Clashes over the last two days have left scores of people dead, 20 of them in Baghdad alone. U.S. military officials said that as many as 300 militants were killed in the Shiite Muslim holy city of Najaf, where anti-American cleric Muqtada al-Sadr is based. Al-Sadr's deputies disputed that figure, estimating that about three dozen members of his Al Mahdi militia had died.
Assailants killed three U.S. servicemen, one in the capital and two in the south of the troubled country, the U.S. command said today.
Two Marines from the 11th Marine Expeditionary Unit were killed Friday "as a result of enemy action" in Najaf, the military said in a statement. In western Baghdad, an insurgent fired a rocket-propelled grenade at a patrolling U.S. vehicle, killing one soldier, the military said. The names of those killed were withheld pending notification of next of kin.
From Najaf, the conflict spread south to the cities of Amarah, Nasiriya and Basra and north to Baghdad, where more confrontations erupted in the Sadr City slum and gunfire ricocheted through the Shulla neighborhood, another Shiite stronghold. U.S. troops hastily clamped a dusk-to-dawn curfew on Sadr City on Friday evening.

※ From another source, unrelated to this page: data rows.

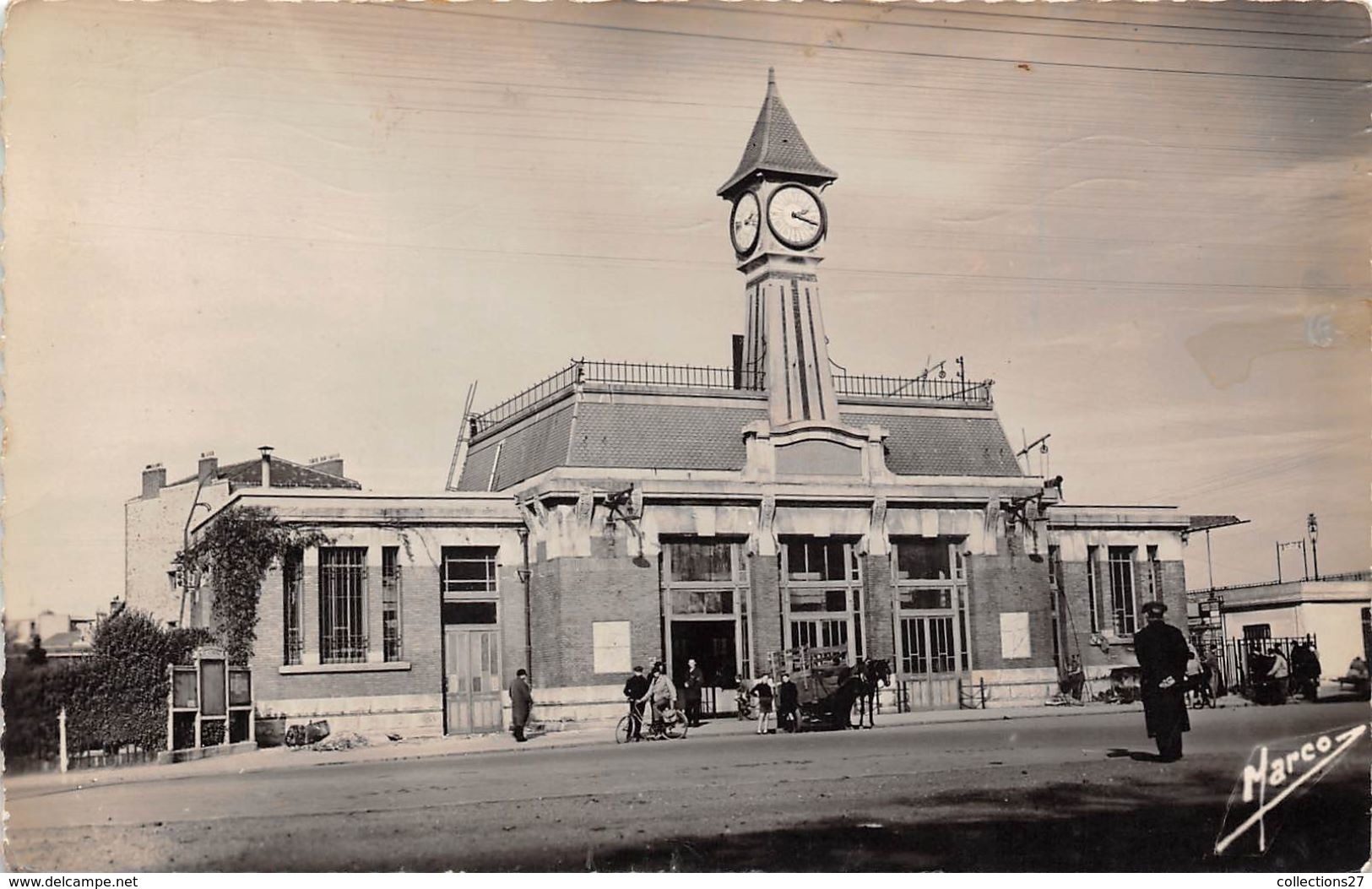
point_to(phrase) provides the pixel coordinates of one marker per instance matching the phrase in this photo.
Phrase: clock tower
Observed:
(777, 224)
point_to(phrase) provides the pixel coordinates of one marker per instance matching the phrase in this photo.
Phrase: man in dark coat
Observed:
(691, 685)
(522, 702)
(636, 689)
(788, 704)
(1163, 662)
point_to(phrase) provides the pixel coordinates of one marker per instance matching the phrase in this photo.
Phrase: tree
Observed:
(236, 550)
(37, 656)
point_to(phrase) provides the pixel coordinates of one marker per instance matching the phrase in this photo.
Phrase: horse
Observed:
(876, 675)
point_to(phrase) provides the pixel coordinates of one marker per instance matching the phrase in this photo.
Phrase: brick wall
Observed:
(1005, 583)
(1076, 632)
(420, 626)
(878, 594)
(764, 577)
(572, 593)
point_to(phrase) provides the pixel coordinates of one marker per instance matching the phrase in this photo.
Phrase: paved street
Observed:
(1036, 794)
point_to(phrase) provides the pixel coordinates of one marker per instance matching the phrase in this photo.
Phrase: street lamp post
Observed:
(1313, 524)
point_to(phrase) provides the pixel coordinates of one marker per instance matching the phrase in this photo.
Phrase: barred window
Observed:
(1123, 601)
(344, 605)
(1093, 586)
(391, 647)
(469, 570)
(292, 583)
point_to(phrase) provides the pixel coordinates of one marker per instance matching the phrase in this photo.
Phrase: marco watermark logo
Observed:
(1272, 774)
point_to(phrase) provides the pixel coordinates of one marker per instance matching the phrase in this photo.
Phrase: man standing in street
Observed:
(637, 693)
(522, 702)
(662, 696)
(1163, 662)
(788, 706)
(691, 685)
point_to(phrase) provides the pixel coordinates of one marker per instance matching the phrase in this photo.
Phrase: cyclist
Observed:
(636, 689)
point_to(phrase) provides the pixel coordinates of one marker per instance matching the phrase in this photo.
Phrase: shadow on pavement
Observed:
(1060, 827)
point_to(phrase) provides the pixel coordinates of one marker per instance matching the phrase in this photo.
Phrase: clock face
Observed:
(744, 223)
(796, 217)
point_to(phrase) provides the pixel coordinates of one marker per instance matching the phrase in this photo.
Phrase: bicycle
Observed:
(674, 726)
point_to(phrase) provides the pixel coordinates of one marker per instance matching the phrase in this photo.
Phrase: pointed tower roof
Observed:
(777, 144)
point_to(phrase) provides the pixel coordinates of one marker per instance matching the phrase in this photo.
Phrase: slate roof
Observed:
(932, 445)
(709, 436)
(662, 436)
(527, 450)
(285, 474)
(777, 146)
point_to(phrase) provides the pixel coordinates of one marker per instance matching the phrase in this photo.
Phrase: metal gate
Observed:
(1240, 656)
(472, 667)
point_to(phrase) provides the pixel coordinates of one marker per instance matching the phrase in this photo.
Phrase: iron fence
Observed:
(744, 379)
(925, 388)
(1245, 660)
(619, 373)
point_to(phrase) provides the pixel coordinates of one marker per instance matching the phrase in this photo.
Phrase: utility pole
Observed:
(1313, 526)
(62, 740)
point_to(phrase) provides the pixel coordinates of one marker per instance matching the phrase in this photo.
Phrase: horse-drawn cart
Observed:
(827, 685)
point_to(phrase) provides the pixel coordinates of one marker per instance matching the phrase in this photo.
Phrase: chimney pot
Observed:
(329, 464)
(154, 479)
(209, 467)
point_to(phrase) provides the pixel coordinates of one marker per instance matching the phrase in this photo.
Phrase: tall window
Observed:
(1123, 604)
(342, 605)
(1154, 575)
(292, 583)
(393, 651)
(932, 597)
(822, 582)
(468, 570)
(1093, 588)
(706, 582)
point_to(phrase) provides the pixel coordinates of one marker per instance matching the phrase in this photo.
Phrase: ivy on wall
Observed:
(236, 550)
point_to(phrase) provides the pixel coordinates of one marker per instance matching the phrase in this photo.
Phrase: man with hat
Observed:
(1163, 662)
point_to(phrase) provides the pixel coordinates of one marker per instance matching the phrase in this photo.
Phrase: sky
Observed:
(314, 225)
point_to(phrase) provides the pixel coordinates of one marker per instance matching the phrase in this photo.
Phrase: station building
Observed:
(621, 513)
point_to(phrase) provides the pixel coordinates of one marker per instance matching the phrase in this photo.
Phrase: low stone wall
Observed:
(409, 715)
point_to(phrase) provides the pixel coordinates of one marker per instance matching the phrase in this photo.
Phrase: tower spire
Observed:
(775, 146)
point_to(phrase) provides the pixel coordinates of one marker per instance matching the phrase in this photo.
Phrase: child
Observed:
(764, 695)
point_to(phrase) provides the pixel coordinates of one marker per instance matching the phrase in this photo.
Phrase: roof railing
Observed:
(739, 379)
(921, 388)
(619, 373)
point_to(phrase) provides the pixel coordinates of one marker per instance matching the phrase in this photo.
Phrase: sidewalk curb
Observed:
(588, 735)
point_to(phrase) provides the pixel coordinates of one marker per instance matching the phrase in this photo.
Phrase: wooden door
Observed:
(472, 663)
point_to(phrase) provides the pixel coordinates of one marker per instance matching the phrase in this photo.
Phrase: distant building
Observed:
(155, 523)
(59, 634)
(1335, 610)
(621, 513)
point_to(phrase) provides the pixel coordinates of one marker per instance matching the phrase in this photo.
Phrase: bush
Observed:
(114, 697)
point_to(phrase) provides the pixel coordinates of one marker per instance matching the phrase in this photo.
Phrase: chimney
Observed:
(267, 464)
(739, 361)
(209, 467)
(154, 479)
(333, 464)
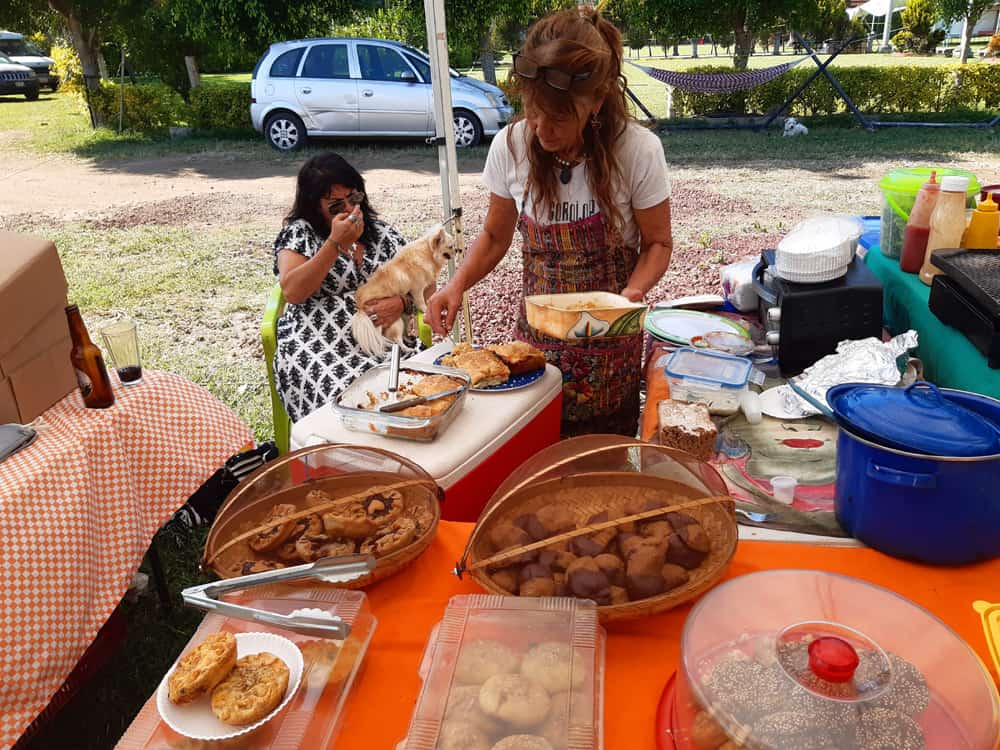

Further complicating the prospects of calming Shiite-dominated southern Iraq, the country's senior cleric, Grand Ayatollah Ali Sistani, left Najaf and arrived in London on Friday for treatment of an unspecified heart condition. Sistani, 73, a voice of moderation among Iraq's Shiite majority, wields great influence.
"We are waiting for an assessment," Sistani's representative in London, Jaffar Bassam, said after the cleric arrived with a team of doctors. "We will know what treatment he will need hopefully as soon as the medical team gets to work. Then we can make decisions."
Sistani was critical of the U.S.-led occupation and has pushed for early, direct elections. But his relatively cautious statements and condemnation of violence have contrasted sharply with al-Sadr's confrontational tactics.
In Najaf, where a rain of bullets, rockets, shells and bombs had residents cowering in their homes, al-Sadr issued a sermon Friday denouncing the United States as "the greatest of Satans" and rallying his forces. "The Iraqi president says that America is our friend. I tell you, America is our enemy," the Al Arabiya satellite TV channel quoted him as saying.